The code for the United Nations in 1945 doesn’t mention any official languages. Gradually, supported by circulars in later years, the United Nations adopted these languages as official and working languages. There are demands for adding more languages; several governments and language-speaking state communities are urging to include their languages. Languages like Portuguese, Turkish, Hindi, and Bengali are some of the contenders.
So, what happens if a language becomes the official language of the United Nations? One significant privilege will be the interpretation and documentation of official languages inside the United nations. Official languages gain prominence and nobleness, which is why “The United Nation’s Official Language” is more than just a representation of status.
When we analyze the United Nations or any international organizations, we can see a restricted representation of Africa in these communities throughout the decades. There will be many reasons like political uncertainties, feeble GDPs, etc. The “Organization for the World” cannot be one of them by overlooking these African states and their interests. Almost every African nation adopted Arabic, English, and French as their official languages even though none of them are of African origin and popularized through colonization.
Some say “Language of World War 2 winners” some are counting the number of speakers, these are the eligibility criteria for making a language official in the UN? Whatever it is, “Swahili” is a well-deserved nominee for the 7th official language
The Swahili language, also known as Kiswahili, is the most spoken, most digitized African language. It is the official language in Tanzania, Kenya, Uganda, and Rwanda. There are a significant number of Swahili in Burundi, DR Congo, Mozambique, and Comoros. With Swahili’s growing popularity as an African Language, many states in Africa started teaching the language in their schools. Digitalization and Hollywood movies like “The Lion King” helped to promote Swahili’s reach on African diasporas and language lovers around the globe. Presently Swahili language content is gaining popularity in almost every digital language learning platform.

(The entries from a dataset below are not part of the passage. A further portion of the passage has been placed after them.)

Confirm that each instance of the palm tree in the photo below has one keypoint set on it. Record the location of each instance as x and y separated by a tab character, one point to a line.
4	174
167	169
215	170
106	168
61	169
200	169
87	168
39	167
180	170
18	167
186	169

This “Bantu” group language has a lot of loan words from Arabic, English, German, Portuguese, Hindi, and Malay. So it’s considered a very distinct and easily learnable language. While other African languages fail to grow further than an ethnic language; recently, Swahili became one of the “unofficially” popularly used languages in several United Nations bodies. Swahili is also one of the official languages of the African Union, East African Community, and Southern African Development Community.
Many individuals, as well as organizations associated, openly admit that the economics of the United Nations is too ineffective. When adding a new official language, it will be expensive to engage new resources, translators, and language documentation. Payroll for these processes will be the responsibility of the demanding community or state, other demanders like Portugal and India can afford this; but in the case of Swahili, it will be challenging.
Tanzania and Kenya are more related to Swahili than any other state. Being underdeveloped nations, financing for the United Nations will be an added burden for their inadequate economies. Swahili is rising as a Pan-African language, so it would be great if Pan-African funding was issued to support the inclusion of this African language. No doubt there, the addition of Swahili, which will make the United Nations motto more meaningful – “This is your World.”